Thanksgiving. It was, what, ten days away? Anup and I had never finished planning for the holiday—the last time I’d raised the subject, we were sharing soup dumplings at House of Shanghai Taste and the earthquake interrupted us. When Bea and I got back to the house and I’d settled into bed, I called him.

“How you feeling?” he asked, right off the bat.

“Fine. Why?”

“Yesterday you said you were laid up. Is it a cold?”

“Oh—no. A stomach bug. Or maybe something I ate. I’m fine now.”

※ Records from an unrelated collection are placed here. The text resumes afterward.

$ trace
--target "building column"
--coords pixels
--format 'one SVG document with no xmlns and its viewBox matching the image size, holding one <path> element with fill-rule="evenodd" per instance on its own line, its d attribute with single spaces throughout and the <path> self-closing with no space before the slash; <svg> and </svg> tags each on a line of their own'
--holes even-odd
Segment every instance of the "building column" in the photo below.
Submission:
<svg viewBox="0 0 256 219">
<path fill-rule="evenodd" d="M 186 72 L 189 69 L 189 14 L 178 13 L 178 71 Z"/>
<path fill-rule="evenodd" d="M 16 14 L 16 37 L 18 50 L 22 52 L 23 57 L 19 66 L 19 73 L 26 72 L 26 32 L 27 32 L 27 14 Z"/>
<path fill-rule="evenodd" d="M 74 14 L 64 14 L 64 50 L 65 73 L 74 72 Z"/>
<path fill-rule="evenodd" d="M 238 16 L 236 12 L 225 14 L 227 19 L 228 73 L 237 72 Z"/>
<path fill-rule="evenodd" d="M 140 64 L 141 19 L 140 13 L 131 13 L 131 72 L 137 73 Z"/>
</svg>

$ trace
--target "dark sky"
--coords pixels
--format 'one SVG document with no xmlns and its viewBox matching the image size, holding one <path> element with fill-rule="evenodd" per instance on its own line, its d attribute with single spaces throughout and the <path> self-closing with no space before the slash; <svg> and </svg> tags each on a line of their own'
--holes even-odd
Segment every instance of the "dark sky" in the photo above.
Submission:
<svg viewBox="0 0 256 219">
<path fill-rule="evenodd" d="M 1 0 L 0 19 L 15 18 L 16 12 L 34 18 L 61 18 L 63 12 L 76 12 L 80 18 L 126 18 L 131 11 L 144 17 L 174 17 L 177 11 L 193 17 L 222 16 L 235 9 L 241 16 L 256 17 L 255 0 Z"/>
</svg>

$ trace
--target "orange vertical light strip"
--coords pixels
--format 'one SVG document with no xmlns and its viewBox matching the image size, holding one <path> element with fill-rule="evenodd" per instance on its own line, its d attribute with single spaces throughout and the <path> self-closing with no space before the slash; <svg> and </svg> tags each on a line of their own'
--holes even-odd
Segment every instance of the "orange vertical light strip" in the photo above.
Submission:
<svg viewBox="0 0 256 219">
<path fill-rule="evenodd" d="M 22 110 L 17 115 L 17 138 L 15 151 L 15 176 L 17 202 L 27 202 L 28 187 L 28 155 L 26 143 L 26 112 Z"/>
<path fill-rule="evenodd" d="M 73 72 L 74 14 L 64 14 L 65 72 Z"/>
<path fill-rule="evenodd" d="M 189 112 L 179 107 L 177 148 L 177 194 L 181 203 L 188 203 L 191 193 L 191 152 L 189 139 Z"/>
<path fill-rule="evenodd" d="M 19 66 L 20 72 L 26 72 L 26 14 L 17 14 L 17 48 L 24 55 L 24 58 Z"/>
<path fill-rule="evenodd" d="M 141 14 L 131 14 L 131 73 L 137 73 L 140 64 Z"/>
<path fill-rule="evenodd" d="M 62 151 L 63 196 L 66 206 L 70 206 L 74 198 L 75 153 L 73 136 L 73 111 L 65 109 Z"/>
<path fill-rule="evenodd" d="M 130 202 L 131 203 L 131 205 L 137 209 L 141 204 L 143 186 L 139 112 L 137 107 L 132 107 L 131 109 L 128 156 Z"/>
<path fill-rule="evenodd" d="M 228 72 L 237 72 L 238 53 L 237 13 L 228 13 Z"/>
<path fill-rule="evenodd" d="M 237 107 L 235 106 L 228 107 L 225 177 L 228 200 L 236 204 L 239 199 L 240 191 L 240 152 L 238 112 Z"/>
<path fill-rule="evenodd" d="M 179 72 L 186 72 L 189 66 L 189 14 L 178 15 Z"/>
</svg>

I’d forgotten that I’d lied to him on Sunday morning to beg off going hiking, his way of making up for Saturday night, the Lakshmi puja I wasn’t welcome to attend—the Saturday night that had turned into an off-the-hook debauch for me and Denis Monaghan.

“I tried calling you earlier,” Anup said.

“Yeah, sorry—something came up last minute at work.”

“But your stomach is okay?”

“Fine now.”

“Well, try to take it easy tomorrow, will you?”

I promised him I would, compounding lies with more lies. I had a sudden flash of panic that I would trip up—or he would catch on—so I changed the subject to my testimony at the preliminary hearing. It worked; Anup knew both Jason Bevner and Eva Yung and was eager to hear about their sword-crossing in a murder case. I curled up under the duvet with Bea at my feet, and we gossiped.

It was no use trying to blame the drinking. I could’ve pulled the plug on Denis’s advances at any moment, there in Trad’r Sam’s, but I didn’t. No use trying to pin blame on Anup, either, with his rejection of me on Diwali. He had pissed me off and I had gone and cheated on him, first chance I got. One man I hadn’t lied to was Denis, when I told him I’d enjoyed my night with him. I had. But it was a stupid and spiteful betrayal of Anup’s trust and I regretted it. I couldn’t take it back. Anup would never know the story of my one-night-stand with Denis Monaghan. Not if I could help it.

I never did raise the subject of Thanksgiving, either. We still had time enough to put the plans together. When I hung up, though, a notion entered my sleepy head and worried around in there. It was the realization that the spark I’d felt for Anup ever since I’d first fallen for him had faded. It was still there, but it was dim. That dark night, it felt like it was dying.